Home Africa South Africa’s Biggest Union Cuts Ties With Jacob Zuma’s ANC

South Africa’s Biggest Union Cuts Ties With Jacob Zuma’s ANC

South Africa's Biggest Union Cuts Ties With Jacob Zuma's ANC
Jacob Zuma’s political incompetence is destroying the ANC

AFRICANGLOBE – South Africa’s biggest union will not support the ruling ANC in elections next year, its general secretary has said, in a blow to President Jacob Zuma, whose political support with the working class is fast eroding.

The salvo from the 330,000-member National Union of Metalworkers of South Africa (NUMSA) is also another sign that an alliance forged with the African National Congress (ANC) in the common struggle against apartheid is falling apart.

Trade union federation Cosatu’s largest affiliate, the National Union of Metalworkers of South Africa (Numsa), will not campaign for the ANC next year or support the party financially, the union resolved at a special national congress in Boksburg this week.

It also decided to withhold its R800 000 monthly subscription to Cosatu.

“Numsa as an organisation will neither endorse nor support the ANC or any other political party in 2014,” general secretary Irvin Jim told a news conference at the end of a meeting of its members on Friday.

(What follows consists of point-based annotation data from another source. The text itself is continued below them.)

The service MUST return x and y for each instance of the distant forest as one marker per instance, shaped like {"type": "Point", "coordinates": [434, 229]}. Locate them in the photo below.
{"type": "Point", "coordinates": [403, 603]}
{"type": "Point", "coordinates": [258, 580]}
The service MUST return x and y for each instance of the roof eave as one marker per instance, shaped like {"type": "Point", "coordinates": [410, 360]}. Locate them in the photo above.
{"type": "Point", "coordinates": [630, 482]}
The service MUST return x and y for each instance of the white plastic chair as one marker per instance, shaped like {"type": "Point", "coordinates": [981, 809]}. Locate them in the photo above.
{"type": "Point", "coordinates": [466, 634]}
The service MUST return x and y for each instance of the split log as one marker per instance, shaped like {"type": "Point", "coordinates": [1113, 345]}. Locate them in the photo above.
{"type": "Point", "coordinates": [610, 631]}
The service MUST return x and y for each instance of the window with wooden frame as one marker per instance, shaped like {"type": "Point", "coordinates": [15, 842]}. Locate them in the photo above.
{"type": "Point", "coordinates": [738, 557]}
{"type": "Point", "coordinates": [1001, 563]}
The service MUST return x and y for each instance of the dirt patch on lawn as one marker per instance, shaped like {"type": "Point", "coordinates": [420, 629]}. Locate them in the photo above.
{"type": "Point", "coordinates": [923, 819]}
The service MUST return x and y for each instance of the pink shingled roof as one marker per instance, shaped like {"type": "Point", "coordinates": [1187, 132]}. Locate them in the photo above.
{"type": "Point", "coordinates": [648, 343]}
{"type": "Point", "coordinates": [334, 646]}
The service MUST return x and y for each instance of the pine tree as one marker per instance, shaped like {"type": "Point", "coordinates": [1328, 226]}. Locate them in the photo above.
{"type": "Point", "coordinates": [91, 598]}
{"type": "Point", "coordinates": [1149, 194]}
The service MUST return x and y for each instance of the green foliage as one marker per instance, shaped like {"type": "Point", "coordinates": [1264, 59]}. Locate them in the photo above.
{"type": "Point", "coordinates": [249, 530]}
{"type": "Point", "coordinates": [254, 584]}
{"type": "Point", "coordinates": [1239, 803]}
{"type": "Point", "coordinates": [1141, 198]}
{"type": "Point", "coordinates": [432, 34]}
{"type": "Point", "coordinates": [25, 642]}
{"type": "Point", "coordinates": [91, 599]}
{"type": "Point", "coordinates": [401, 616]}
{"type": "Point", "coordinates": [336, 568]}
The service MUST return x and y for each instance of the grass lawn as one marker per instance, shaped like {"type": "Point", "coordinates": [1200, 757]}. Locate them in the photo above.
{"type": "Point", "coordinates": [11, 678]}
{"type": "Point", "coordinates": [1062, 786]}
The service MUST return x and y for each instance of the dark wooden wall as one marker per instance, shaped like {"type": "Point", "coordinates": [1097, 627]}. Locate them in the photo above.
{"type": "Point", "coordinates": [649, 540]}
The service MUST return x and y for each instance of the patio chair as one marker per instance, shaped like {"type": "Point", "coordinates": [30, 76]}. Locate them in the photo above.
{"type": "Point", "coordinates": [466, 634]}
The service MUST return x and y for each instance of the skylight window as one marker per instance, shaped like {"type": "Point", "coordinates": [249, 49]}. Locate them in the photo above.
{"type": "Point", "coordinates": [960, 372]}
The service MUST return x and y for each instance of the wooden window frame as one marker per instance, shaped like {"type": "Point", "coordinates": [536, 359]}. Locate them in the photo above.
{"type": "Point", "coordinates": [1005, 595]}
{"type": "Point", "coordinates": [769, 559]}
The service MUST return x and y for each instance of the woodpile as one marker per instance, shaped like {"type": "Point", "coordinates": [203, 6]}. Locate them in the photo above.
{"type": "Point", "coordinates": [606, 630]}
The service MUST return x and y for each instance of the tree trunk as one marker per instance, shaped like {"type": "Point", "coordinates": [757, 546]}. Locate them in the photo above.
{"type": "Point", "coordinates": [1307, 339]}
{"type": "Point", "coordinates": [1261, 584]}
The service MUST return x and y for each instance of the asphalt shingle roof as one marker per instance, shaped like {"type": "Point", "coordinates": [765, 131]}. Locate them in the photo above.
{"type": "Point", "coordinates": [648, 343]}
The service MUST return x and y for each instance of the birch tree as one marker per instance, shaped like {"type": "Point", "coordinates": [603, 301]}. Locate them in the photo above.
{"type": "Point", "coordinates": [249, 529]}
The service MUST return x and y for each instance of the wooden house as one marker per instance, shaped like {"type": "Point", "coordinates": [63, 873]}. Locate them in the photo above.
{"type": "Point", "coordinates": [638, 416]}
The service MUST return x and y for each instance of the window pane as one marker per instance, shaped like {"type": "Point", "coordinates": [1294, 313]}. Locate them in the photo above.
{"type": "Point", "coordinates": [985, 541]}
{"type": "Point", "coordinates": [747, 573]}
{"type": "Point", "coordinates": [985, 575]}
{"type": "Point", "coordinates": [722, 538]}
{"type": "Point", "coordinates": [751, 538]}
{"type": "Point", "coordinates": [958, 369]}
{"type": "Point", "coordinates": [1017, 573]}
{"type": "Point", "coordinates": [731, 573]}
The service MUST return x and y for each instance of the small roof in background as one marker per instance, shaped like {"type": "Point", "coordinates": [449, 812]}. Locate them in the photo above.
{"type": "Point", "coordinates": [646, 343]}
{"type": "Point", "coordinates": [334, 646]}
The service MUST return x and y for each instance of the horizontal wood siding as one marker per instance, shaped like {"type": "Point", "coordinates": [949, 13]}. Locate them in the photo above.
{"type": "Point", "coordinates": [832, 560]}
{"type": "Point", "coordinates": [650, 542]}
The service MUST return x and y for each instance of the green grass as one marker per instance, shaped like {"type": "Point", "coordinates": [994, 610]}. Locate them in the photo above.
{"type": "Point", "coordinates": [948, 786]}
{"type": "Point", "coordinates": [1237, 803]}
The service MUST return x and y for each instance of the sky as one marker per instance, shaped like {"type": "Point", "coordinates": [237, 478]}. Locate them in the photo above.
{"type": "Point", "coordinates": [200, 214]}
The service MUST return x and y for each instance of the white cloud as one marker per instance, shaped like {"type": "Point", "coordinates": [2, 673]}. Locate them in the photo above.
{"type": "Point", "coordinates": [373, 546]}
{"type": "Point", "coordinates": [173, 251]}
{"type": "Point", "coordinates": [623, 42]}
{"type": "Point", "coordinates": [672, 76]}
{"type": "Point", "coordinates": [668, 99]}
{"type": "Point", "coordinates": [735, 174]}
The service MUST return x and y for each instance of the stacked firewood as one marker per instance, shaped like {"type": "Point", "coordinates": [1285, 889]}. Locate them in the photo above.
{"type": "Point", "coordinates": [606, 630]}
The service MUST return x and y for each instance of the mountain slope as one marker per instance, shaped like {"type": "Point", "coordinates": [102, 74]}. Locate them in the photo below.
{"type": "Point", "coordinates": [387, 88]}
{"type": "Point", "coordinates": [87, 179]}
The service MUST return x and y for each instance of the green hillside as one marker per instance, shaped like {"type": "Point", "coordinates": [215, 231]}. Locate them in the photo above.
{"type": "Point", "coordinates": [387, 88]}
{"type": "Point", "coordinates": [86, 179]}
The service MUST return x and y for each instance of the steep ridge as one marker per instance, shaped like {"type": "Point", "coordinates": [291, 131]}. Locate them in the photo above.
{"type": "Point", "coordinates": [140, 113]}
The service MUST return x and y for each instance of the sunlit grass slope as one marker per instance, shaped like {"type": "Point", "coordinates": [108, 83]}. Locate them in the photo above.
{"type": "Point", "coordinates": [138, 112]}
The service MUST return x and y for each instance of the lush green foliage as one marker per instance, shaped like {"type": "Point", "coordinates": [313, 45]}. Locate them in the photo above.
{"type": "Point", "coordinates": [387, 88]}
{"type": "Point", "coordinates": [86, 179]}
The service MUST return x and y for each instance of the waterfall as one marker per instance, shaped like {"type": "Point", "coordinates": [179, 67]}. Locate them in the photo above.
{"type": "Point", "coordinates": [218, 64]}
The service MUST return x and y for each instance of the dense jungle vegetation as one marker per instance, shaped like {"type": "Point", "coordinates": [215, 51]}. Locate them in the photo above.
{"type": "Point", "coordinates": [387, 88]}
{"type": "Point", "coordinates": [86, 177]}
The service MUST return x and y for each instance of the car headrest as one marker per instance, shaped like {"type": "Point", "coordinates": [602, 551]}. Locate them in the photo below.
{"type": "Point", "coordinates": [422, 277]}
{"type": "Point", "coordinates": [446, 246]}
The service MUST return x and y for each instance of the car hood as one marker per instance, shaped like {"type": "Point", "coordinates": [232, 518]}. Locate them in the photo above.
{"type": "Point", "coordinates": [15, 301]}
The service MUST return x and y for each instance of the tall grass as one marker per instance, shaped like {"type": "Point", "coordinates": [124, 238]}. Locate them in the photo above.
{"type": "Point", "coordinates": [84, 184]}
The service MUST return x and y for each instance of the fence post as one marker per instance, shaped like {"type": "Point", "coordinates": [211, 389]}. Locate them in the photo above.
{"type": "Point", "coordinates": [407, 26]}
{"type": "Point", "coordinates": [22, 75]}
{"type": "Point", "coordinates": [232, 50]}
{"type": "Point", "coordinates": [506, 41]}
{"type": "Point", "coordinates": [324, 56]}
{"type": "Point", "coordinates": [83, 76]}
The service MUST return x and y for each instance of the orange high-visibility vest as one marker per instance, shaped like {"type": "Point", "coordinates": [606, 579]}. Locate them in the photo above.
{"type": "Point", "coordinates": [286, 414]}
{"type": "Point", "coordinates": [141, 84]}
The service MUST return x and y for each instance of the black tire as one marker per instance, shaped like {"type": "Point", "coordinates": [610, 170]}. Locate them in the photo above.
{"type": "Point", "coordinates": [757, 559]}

He said Numsa officials or workers could campaign for the ANC but would have to do this “in their own time and using their own resources”.

“It is clear that the working class cannot any longer see the ANC or the SACP as its class allies in any meaningful sense,” Jim said.

He also called on Jacob Zuma, who was booed at a memorial for anti-apartheid legend Nelson Mandela on December 10, to resign.

United Front

The week-long congress, attended by about 1 200 delegates from across the country, also resolved to persuade Cosatu to break off its alliance with the ANC and the South African Communist Party, which it claims has been co-opted by right-wing forces. Instead, Numsa plans to establish a new “united front” that will co-ordinate struggles in the workplace and in communities in a similar way to the United Democratic Front in the 1980s.

The united front will probably include organisations such as the Association for Mineworkers and Construction Union (Amcu), the Democratic Left Front, the National Transport Movement and Julius Malema’s Economic Freedom Fighters, and will fight for the implementation of the Freedom Charter. It also intends to provide counterarguments to what it terms the “neoliberal policies” of the National Development Plan. The ultimate goal is to form a labour party by 2015 that will contest elections in 2019.

Numsa will convene a conference on socialism next year and will commission an international study on the formation of working-class parties, such as those in Brazil, Venezuela, Bolivia and Greece.

“Side by side with the establishment of the new United Front, we in Numsa must explore the establishment of a movement for socialism, as the working class needs a political organisation committed in its policies and actions to the establishment of a socialist South Africa,” the union states in its draft resolution.

“The Freedom Charter as the basis for our existence as an alliance has not found expression in government policies. The ANC-led government has continued to ignore and duck the question of how to fundamentally change property relations in the country. The ANC-led government has also imposed the NDP, which is a neoliberal policy embedded in the failed Growth Employment and Redistribution [Gear] strategy of 1996. Given its track record of not delivering on its manifest promises, there is no guarantee that, even if the ANC comes up with a progressive platform for 2014, that manifesto will be implemented,” the union states.

No Party Endorsement

​Numsa says the union will not endorse any political party in 2014.

Cosatu president Sidumo Dlamini said the federation was happy that Numsa had decided to stay in the federation.

“When unions are in Cosatu they should be part and parcel of our decisions. We don’t force them to pay if they don’t want to support the ANC victory but we hope the union will reconsider its decision.”

Dlamini said Numsa’s decision to try to change Cosatu from within was “a better outcome of that congress under the circumstances”.

Dlamini said he expected Numsa to abide by Cosatu decisions. “I don’t expect a half Numsa in Cosatu; I expect a full Cosatu affiliate.”

Meanwhile, the Unemployed Peoples’ Movement (UPM), said in a statement there is now a real possibility that workers in Numsa and Amcu “and poor people organised into social movements and community organisations can come together in a new and democratic formation capable of uniting struggles in workplaces and communities for a truly liberated South Africa”.

Robust discussion

The UPM’s national organiser, Ayanda Kota, told reporters that the organisation was excited about the direction Numsa was taking.

“They’re saying the same things we’ve been saying. We’re in touch with Amcu and the National Transport Movement and we’re now having a robust discussion about the role we would like to play,” said Kota, whose organisation is affiliated to the Democratic Left Front.

Numsa is planning several strikes in the first quarter of next year to demand, among other things, the beneficiation of all strategic minerals, a ban on the export of scrap metal, the nationalisation of the Reserve Bank and mines, the de-commercialisation of state-owned enterprises and the re-nationalisation of Sasol and ArcelorMittal South Africa.

The union is planning a national strike on Budget Day, February 26.